Keep in mind folks, McDonald's promised to remove all artificial "preservatives" from their McNuggets, but not necessarily artificial "additives," a move that proves to be much more difficult than it may seem. (McNuggets, by the way, have never contained artificial colors or flavorings.)

What about the pink slime?

You've probably seen the videos and photographs that went viral a few years back, like the one above, illustrating the "pink slime" that was said to be used in McDonald's burgers and chicken McNuggets. The official word from McDonald's is that the photos and videos that made the rounds didn't come from a facility that makes McDonald's food. So what was that stuff?

The pink slime you see in the video is what's know as mechanically separated meat. It's created by taking every last scrap of pork or poultry and moving it through a high-pressure sieve, cleaning it with ammonia, and then sometimes adding in some artificial colors and flavors on top for good measure. This meat and chemical slurry can be found in processed meats like bologna, hot dogs, jerky, and packaged chicken nuggets. As of 2010, the USDA ruled that products containing mechanically separated meat must say so on their ingredients list.
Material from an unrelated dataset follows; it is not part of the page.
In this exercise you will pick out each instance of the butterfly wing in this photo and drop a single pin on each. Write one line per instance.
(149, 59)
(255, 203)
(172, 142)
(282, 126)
So did McDonald's ever use it? Yes, but it's been gone for a while. McDonald's reported in 2012 that mechanically separated poultry and ammonia-treated beef had already been cut out of its supply chain. Many gave kudos to celebrity chef Jamie Oliver's campaign against McDonald's use of mechanically separated meat.

Are McNuggets different around the world?

In short, yes. Taking the website of McDonald's U.K. as just one of many examples: all of its food is 100 percent free of GMOs, has never included ammonia, and has always been free of MSG. McDonald's U.K. serves organic milk in its Happy Meals, and its cooking oil is free of dimethylpolysiloxane. Even with the considerable moves McDonald's has been making in the U.S. to answer growing consumer demand for more wholesome food, it would seem our neighbors around the world are enjoying a product that offers fewer additives and is of better quality. So if all these other countries have figured it out, why can't it be done here?

And while we're at it, why can't we get Indonesia's spicy chicken bites, and Italy's spinach and cheese nuggets?

So should you eat them?

Far be it from me to tell you how to live.

Here's what we know. McDonald's serves fast food. Processed food. And processed food is bad for you. It's low in nutrients, high in sugar, and filled with chemical additives. Consumption has been linked to heart disease, obesity, insulin resistance, and cancer. Processed foods have been engineered to be "hyper-rewarding" to our brains, leading to overconsumption and even addiction. McDonald's has made big strides in recent years to clean up their products, removing many ingredients with the most "ick" factor. Is it enough?

The devil is in the dose. Here's the way I look at it — If 90 percent of the time I'm eating healthy, organic, whole foods, and feeding them to my family, then I don't feel bad about an occasional indulgence in my fast food of choice. But I would never kid myself that something on that menu is good for me. As for feeding it to my child, I remind myself that as often as she asks for McDonald's, she also asks for black olives, pineapple, and cinnamon applesauce. (And now that I think about it, I also ate those things when I was pregnant.)

I leave it to you to decide how McNuggets fit into your lifestyle and how you feel about eating them. If you do decide to eat them, though, I highly recommend the buffalo dipping sauce.